Wednesday, 27 March 2013
Cross-asset credit/volatility in Europe and movements in financial spreads
"Now the reason the enlightened prince and the wise general conquer the enemy whenever they move and their achievements surpass those of ordinary men is foreknowledge." - Sun Tzu
Following the events in Cyprus and in particular the harsh conversations which followed surrounding bail-in procedures, we have seen an increasing pressure on financial CDS spreads relative to High Yield and relative to Investment Grade Non-financial spreads - chart source Bloomberg:
In blue - Itraxx Financial Senior 5 year CDS index representive of risk perception for European financials.

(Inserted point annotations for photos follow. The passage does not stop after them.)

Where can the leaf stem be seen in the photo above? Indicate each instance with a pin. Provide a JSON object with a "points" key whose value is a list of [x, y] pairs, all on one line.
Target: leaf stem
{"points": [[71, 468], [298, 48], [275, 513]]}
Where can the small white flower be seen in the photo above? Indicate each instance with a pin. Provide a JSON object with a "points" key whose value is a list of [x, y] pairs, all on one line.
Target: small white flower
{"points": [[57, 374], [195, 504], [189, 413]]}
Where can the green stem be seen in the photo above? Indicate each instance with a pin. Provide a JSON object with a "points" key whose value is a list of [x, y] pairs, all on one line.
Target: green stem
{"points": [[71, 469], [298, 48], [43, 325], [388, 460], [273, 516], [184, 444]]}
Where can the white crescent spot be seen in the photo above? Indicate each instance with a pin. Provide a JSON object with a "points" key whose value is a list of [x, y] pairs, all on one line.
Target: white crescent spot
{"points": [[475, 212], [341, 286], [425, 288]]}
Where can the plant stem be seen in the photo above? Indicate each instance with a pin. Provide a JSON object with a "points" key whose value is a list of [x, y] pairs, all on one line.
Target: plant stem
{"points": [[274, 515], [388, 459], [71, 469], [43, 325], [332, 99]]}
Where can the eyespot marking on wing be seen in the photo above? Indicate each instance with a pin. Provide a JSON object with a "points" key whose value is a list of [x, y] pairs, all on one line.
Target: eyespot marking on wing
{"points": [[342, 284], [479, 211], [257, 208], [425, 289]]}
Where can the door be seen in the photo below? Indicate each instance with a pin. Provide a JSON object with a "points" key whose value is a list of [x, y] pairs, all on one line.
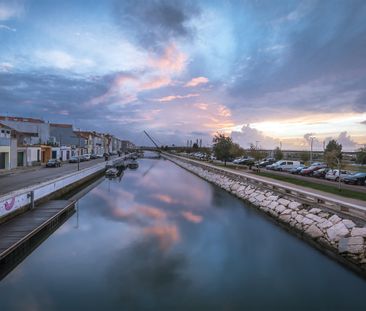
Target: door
{"points": [[20, 159], [2, 160]]}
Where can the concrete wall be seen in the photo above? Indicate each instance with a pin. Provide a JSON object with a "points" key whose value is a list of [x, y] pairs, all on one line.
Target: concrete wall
{"points": [[16, 200]]}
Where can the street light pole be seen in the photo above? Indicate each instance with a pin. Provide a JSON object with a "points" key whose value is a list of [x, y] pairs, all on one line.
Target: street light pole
{"points": [[79, 151]]}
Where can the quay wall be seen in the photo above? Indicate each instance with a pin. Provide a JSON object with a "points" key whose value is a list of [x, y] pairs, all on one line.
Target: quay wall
{"points": [[20, 200], [341, 237]]}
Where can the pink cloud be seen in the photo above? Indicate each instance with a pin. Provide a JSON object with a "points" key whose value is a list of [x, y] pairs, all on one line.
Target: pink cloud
{"points": [[174, 97], [172, 60], [196, 81]]}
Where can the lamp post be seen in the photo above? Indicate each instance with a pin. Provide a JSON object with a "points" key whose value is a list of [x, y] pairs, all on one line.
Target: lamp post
{"points": [[311, 148], [79, 151]]}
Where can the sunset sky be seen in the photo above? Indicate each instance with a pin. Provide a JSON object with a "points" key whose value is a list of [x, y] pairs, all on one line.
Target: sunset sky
{"points": [[275, 72]]}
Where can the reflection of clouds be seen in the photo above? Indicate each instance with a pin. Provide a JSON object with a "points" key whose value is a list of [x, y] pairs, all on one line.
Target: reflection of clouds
{"points": [[145, 276], [165, 198], [192, 217], [167, 235]]}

In red Itraxx Crossover 5 year index representative of high yield risk gauge in Europe.
Both indices have been adjusted for the roll which happens every 6 months.

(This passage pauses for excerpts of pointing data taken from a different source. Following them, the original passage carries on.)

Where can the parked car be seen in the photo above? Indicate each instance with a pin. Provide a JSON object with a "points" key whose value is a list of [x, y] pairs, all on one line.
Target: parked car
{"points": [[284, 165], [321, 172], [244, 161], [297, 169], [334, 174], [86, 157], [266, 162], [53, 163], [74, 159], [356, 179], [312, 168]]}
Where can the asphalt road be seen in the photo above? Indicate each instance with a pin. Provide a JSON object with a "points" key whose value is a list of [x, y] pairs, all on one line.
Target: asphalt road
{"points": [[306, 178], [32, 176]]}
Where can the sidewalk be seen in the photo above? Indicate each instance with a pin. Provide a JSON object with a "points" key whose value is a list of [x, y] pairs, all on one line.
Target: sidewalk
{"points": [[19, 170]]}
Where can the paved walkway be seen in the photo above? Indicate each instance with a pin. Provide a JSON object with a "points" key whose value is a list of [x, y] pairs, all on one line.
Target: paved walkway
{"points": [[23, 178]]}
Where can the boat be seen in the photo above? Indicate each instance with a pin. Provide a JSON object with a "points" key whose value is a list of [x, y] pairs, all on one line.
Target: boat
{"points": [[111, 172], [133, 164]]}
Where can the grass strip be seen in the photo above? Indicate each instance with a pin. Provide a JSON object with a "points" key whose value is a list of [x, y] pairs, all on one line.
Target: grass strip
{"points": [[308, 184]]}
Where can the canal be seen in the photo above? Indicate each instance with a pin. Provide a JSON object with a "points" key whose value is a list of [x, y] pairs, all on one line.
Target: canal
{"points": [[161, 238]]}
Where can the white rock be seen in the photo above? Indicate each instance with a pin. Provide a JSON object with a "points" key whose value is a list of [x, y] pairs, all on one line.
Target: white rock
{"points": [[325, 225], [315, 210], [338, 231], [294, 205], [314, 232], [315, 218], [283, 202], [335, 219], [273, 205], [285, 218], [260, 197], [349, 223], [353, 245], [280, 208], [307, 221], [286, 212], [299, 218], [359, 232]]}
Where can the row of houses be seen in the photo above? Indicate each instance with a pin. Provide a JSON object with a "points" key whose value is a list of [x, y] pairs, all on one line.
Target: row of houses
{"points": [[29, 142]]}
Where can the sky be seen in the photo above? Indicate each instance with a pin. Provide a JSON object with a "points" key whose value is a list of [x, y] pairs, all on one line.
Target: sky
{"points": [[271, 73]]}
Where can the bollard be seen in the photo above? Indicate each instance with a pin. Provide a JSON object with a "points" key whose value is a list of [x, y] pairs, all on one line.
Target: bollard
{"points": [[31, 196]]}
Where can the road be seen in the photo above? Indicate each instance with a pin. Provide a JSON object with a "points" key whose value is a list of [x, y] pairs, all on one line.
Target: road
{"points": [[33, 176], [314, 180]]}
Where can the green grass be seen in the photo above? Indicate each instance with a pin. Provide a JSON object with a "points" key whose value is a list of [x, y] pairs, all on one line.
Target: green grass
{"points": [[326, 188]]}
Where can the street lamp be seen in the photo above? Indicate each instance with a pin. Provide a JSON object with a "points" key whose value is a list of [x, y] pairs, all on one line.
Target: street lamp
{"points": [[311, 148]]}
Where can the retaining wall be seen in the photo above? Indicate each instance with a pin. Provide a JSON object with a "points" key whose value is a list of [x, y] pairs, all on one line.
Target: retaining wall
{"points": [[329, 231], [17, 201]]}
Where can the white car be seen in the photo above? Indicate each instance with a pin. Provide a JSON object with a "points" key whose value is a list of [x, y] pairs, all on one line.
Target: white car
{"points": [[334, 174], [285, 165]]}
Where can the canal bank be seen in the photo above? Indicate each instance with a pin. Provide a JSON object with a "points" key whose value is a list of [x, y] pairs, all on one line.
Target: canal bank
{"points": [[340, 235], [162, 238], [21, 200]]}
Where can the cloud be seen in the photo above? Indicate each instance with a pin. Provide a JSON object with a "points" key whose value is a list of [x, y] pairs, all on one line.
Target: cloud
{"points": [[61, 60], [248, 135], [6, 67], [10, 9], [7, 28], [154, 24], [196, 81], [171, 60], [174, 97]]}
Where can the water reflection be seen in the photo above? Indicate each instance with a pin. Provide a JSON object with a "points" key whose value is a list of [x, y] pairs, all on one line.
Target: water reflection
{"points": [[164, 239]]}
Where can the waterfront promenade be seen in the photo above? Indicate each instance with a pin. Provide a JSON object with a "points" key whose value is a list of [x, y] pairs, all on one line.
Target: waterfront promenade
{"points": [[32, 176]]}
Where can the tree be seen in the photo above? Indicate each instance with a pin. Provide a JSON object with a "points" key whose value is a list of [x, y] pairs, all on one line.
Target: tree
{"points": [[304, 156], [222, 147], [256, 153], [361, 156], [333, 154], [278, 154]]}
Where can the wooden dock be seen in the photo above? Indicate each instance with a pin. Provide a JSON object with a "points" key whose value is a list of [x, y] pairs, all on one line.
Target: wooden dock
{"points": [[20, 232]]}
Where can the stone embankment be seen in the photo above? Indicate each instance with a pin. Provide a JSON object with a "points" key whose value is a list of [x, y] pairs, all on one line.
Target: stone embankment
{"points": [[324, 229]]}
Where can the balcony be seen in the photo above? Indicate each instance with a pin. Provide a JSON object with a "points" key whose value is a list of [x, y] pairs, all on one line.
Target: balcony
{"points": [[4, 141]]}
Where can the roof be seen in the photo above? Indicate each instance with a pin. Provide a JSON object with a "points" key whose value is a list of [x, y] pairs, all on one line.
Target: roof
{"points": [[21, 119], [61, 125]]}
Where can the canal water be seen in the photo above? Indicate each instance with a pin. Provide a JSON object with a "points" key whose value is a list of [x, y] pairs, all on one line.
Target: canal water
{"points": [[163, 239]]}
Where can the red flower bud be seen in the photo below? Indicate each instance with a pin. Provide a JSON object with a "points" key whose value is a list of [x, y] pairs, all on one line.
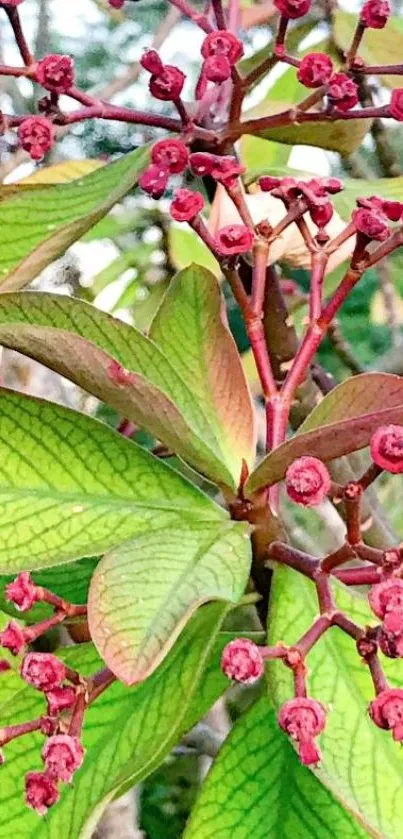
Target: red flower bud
{"points": [[268, 183], [293, 8], [60, 699], [152, 62], [12, 638], [216, 69], [386, 448], [186, 205], [371, 224], [168, 84], [396, 104], [154, 180], [342, 92], [386, 597], [22, 592], [63, 755], [386, 711], [315, 69], [307, 481], [36, 135], [375, 13], [303, 719], [321, 214], [41, 791], [171, 155], [43, 671], [393, 210], [55, 73], [242, 661], [202, 163], [222, 43], [234, 239]]}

As pointed out by our good cross-asset friend, in terms of cross-asset credit/volatility, recent historical regressions are perfectly in line between the Itraxx Crossover and the Eurostoxx 50 volatility.
Eurostoxx 50 volatility and Itraxx Crossover spreads are perfectly inline based on 1 year historical data.
One can see in a similar analysis that there is a clear underperformance of European financial spreads based on the Itraxx Financial Senior index versus the Eurostoxx 50 volatility level (1 year at the money):
Itraxx Financial Senior index versus Eurostoxx 50 1 year at the money volatility.
Spread between the Itraxx Financial Senior 5 year CDS index versus the theoretical Itraxx Financial Senior (recalculated via regression with 1 year volatility Eurostoxx 50):
As displayed in the above graph, Itraxx Financial Senior spreads are wide versus Equities volatility.
It seems that Eurostoxx 50 volatility is relatively cheap versus the Itraxx Financial Senior CDS spreads.